Senate President Jeff Kessler, D-Marshall, said he asked Snyder and his staff to look over the bill and provide recommendations to the rest of the body. He said expanding the program to all state cities likely would not work.
"It might be more than we can chew at this point," he said. "If it opens up to everybody known to man, they might have more than 200 applications filed and not enough staff to handle them all."

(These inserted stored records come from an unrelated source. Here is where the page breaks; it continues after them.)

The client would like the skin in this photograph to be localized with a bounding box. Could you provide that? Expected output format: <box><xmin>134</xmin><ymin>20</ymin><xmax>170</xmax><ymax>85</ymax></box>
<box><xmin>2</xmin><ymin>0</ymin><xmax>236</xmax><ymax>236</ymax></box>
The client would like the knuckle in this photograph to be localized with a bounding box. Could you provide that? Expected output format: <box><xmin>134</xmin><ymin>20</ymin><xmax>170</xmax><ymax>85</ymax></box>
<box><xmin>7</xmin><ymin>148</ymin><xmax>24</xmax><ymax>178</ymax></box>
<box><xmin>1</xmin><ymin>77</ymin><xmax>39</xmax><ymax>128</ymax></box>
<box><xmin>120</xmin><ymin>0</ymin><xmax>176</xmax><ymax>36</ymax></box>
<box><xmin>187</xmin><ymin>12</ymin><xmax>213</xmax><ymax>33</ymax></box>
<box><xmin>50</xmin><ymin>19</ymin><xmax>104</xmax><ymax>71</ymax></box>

The pilot program allowed certain cities to make decisions and rules, such as those related to taxes, that might otherwise conflict with state laws. The pilot project is set to expire June 30, but the bill currently before the Legislature would extend it to July 1, 2019.
Lane's amendment gives cities currently in the program or looking to join an ultimatum: do away with existing gun ordinances, or opt out of home rule.
While the state already has a law on the books forbidding cities from establishing new gun rules, some municipalities' gun ordinances were grandfathered in.
A bill to abolish those rules -- including a 20-year-old Charleston ordinance limiting handgun sales to one per customer per month with a 72 hour waiting period -- received overwhelming support in the House but died in the Senate.
Kessler declared the legislation would not pass after Snyder and Senate Judiciary Chairman Corey Palumbo, D-Kanawha, began receiving threats over the bill.
A conference committee must make a decision before Midnight Sunday, as Saturday is the last full day of the legislative session.
Writer Dave Boucher contributed to this report.